Iran’s Security Establishment is Targeting the Students of an Imprisoned Spiritual Leader
Vahid Pourtahmasb is the fifth student of Mohammad Ali Taheri to have been arrested since 2015.
Another student of imprisoned spiritual group leader Mohammad Ali Taheri has been arrested, this time in northern Iran. Vahid Pourtahmasb was arrested on August 19, 2016 by the Sarallah Headquarters of the Revolutionary Guards in the city of Babol, 128 miles north of Tehran, an informed source told the International Campaign for Human Rights in Iran.
Pourtahmasb is the fifth student of Taheri to have been arrested since 2015. Four other students have been prosecuted for peacefully supporting Taheri at demonstrations following his imprisonment in 2010. Ziba Habibpour began a three-year prison sentence in July 2015, the same month as Masoumeh Zia, and in May 2016 Sara Saei and Zahra Sadat Ebrahimi were each sentenced to three months in prison and lashings, but their sentences were suspended for two years.
“Since his arrest Vahid has contacted his family twice by phone just to say hello and that he’s feeling well, but he has been banned from meeting with anyone,” said the source. “The authorities won’t even say what he has been charged with; they are only saying that he has been arrested for activities against the state.”
“Vahid was arrested at his job in a barber shop,” added the source. “His six-year-old son was with him that day so that they could go swimming after work. Two agents came and took Vahid away in front of his son without a warrant. Since then his son has been very sad and asking for his father.”
Previously Pourtahmasb had been briefly detained on three occasions in 2014 and in 2015—twice in Tehran and once in the city of Qom—but was released each time after pledging not to participate in activities in support of Taheri.
“Vahid has not done anything wrong. He was a student of Mr. Taheri and, out of respect, took part in gatherings calling for his release,” the source told the Campaign.

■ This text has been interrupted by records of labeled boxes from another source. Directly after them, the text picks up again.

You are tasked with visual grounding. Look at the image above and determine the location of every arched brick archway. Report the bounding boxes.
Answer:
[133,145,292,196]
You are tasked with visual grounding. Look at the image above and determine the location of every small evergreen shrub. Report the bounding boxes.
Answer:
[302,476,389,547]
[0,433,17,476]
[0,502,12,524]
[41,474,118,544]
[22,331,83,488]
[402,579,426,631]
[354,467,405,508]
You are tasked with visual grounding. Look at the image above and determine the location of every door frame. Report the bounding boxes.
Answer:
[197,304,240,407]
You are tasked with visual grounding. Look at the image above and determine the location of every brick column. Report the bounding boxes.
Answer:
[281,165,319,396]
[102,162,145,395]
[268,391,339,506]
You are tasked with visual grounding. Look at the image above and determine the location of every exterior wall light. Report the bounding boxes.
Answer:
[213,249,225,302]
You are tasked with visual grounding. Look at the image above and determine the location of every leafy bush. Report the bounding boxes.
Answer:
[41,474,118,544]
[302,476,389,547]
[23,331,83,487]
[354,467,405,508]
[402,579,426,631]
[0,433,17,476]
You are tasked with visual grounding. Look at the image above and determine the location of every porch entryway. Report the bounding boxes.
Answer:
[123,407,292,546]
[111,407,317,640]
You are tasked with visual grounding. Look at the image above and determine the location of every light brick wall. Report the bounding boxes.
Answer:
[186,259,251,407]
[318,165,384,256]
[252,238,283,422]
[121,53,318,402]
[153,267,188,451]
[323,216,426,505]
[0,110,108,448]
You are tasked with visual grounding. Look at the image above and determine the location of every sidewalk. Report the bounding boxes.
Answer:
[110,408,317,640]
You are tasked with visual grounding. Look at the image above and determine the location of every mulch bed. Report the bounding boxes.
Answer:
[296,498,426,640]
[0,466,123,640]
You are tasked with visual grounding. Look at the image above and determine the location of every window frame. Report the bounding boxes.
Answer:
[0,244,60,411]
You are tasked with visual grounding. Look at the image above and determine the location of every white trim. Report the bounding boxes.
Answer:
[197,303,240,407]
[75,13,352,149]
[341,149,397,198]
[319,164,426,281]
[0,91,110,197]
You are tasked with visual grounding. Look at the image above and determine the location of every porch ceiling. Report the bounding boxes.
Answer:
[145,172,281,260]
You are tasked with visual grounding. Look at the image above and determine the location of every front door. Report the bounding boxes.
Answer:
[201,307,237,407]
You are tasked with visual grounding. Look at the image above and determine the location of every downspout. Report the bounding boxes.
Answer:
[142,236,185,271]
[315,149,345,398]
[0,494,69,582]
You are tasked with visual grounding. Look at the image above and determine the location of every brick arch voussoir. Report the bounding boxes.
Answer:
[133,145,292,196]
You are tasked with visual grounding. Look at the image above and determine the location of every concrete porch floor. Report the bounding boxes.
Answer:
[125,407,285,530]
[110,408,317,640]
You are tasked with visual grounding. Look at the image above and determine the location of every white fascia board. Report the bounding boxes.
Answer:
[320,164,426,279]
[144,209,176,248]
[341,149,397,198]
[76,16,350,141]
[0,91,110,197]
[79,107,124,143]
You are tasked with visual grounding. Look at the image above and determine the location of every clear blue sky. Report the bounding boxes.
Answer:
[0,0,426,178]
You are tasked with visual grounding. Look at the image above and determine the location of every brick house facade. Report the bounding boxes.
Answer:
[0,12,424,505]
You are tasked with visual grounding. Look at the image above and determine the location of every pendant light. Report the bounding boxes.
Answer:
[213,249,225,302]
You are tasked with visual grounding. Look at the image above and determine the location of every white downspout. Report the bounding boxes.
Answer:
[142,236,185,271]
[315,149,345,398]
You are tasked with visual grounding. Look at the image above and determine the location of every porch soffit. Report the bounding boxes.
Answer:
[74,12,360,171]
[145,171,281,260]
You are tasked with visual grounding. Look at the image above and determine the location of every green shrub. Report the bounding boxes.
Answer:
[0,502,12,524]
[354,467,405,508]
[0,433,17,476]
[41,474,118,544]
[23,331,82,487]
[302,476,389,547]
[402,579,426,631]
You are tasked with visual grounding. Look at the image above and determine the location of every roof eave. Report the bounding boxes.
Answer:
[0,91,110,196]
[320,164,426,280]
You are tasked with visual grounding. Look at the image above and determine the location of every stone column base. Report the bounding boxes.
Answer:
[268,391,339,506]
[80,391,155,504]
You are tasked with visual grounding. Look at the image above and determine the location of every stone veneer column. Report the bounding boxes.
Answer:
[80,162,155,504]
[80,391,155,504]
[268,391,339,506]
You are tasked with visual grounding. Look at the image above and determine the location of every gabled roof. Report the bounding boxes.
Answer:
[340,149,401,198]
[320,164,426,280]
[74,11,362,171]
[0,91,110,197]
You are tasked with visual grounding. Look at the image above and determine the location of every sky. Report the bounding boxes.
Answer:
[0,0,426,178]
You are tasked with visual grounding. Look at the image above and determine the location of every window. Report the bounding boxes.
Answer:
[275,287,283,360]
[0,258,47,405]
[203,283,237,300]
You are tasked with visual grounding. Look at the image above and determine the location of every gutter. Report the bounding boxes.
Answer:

Mohammad Ali Taheri, 60, established the Erfan-e Halgheh (Spiritual Circle) Institute in Tehran during the 2000s and taught alternative therapies at Tehran University. In 2010 he was sentenced to five years in prison and 74 lashes and fined nine billion rials ($300,000 USD) for “insulting the sacred,” “immoral contact with women” and “carrying out illegal medical procedures.” Four years later he was found guilty of blasphemy for publishing several books on spirituality, but the Supreme Court overturned the sentence in December 2015.
Taheri was due to be released in February 2016 but Judge Abolqasem Salavati of Branch 15 of the Revolutionary Court signed an order to extend his imprisonment on May 2, 2016 while Taheri was being investigated on new charges.
Iran’s security establishment has come down hard on Taheri and supporters of the Erfan-e Halgheh spiritual group, viewing it and any other alternative belief system, especially those seeking converts, as a threat to the prevailing Shia order.